The secret is in the tightly packed, evenly steamed taro bundles, and in adding lard to the filling to make it extra unctuous and rich.

This is one of the most beloved dishes in the Hawaiian Islands.

8. Spam, Really

Spam Musubi

Hawaii is the largest consumer of the canned, processed meat in the country. Famously labeled as Spam, Hawaiians eat millions of cans a year. The islanders love for the salty treat began during World War II, where soldiers stationed in Hawaii ate Spam regularly.

There are dozens of spam-based dishes in Hawaii. Most of them entwined with Asian tendencies, like Spam Musubi, an onigiri-like sushi snack that counters the intense, salty flavors of Spam with steamed rice, all held together with nori seaweed.

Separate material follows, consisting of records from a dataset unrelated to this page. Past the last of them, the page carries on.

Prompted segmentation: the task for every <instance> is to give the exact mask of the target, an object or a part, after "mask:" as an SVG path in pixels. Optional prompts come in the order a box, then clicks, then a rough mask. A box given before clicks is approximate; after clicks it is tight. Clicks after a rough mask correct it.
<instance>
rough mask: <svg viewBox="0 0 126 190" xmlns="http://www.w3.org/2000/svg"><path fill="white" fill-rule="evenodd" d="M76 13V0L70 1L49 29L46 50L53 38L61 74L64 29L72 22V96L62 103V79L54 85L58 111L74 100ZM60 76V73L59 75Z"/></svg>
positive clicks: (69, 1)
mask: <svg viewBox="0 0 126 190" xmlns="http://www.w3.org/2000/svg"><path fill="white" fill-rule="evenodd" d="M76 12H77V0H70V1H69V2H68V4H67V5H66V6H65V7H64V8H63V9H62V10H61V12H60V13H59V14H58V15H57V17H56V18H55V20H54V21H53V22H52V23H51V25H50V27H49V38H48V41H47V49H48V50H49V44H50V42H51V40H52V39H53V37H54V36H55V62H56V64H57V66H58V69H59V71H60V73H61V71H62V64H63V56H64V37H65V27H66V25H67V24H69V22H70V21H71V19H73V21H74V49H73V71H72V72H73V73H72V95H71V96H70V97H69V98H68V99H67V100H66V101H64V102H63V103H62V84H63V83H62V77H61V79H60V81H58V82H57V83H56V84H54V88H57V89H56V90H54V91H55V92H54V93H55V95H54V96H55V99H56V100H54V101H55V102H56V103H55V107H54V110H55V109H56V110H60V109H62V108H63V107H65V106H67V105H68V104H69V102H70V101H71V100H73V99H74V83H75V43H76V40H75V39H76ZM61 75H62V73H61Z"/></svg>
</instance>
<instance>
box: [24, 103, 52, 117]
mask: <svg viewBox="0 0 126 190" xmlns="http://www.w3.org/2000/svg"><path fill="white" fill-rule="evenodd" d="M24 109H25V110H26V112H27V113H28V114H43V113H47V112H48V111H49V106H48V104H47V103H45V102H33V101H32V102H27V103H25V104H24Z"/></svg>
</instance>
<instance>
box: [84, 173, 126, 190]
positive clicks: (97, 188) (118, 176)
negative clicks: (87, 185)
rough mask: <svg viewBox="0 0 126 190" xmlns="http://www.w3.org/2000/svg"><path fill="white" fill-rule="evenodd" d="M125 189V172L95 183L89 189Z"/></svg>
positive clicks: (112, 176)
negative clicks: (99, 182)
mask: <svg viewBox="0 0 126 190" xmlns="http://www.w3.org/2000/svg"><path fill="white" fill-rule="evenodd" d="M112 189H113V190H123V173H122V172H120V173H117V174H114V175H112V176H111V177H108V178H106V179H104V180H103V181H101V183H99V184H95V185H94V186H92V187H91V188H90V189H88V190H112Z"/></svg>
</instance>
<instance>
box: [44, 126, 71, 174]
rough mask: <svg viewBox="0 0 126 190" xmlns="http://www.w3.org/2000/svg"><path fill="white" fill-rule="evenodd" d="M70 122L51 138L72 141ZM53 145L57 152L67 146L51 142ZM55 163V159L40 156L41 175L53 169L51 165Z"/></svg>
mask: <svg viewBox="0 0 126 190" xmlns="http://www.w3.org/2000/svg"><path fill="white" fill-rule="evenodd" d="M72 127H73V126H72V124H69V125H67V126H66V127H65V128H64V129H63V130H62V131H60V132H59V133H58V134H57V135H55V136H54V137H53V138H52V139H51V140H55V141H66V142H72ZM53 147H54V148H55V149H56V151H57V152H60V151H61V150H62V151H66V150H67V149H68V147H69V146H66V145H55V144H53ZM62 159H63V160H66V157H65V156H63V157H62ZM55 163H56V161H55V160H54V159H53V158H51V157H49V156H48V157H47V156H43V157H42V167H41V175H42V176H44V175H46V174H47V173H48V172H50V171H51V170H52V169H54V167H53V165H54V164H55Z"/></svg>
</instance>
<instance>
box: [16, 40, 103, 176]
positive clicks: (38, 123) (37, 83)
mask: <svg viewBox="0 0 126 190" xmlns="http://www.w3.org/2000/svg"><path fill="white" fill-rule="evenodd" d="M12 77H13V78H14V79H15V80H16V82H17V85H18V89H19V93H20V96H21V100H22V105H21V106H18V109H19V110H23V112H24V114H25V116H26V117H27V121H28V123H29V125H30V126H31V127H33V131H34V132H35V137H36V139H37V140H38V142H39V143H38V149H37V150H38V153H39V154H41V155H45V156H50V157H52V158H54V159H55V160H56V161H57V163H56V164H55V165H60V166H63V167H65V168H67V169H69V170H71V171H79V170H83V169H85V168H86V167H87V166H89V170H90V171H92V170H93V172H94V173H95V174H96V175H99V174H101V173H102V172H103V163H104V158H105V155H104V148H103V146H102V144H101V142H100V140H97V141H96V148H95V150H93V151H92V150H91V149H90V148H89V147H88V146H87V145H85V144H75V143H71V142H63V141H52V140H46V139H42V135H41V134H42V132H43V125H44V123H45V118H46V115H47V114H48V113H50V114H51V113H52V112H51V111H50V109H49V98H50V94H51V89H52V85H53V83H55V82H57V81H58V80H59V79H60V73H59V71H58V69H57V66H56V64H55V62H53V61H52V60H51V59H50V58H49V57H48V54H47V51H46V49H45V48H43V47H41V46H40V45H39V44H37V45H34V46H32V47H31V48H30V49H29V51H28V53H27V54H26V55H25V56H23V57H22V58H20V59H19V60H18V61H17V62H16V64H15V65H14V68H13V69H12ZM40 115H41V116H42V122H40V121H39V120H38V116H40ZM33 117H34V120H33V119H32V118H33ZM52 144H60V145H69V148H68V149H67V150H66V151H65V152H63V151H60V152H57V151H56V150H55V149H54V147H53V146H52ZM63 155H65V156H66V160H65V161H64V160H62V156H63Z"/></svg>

9. Pasteles, Straight from Puerto Rico

Known as Pateles, for the dialect of Puerto Ricans who migrated to the island, Hawaiians fill this banana dough dumpling with pork meat and season it with rich and flavorful adobo. Tightly tucked in banana leaves and boiled, they become tender and luscious. 

Ideal at all times of day, this snack is hearty, flavorful, and very satisfying.

10. Shaved Ice, Perfect for a Cool-down

With warm, humid weather, it’s only natural that one of Hawaii’s favorite sweet treats is no other than shaved ice, but don’t think for a second it’s a simple dish. The varied toppings, from syrups to fruits, chocolate, and almonds, make shaved ice a delightful, fresh treat with a world of possibilities.

Are you ready?

Now you know what you eat in Hawaii and what to look for the next time you’re in the islands, try all the dishes above and find your favorite — They’re all worth seeking. 

With classics that didn’t made the list, including Lomi salmon and Poi, there are still lots of delicious meals to discover, so, we hope you’re hungry!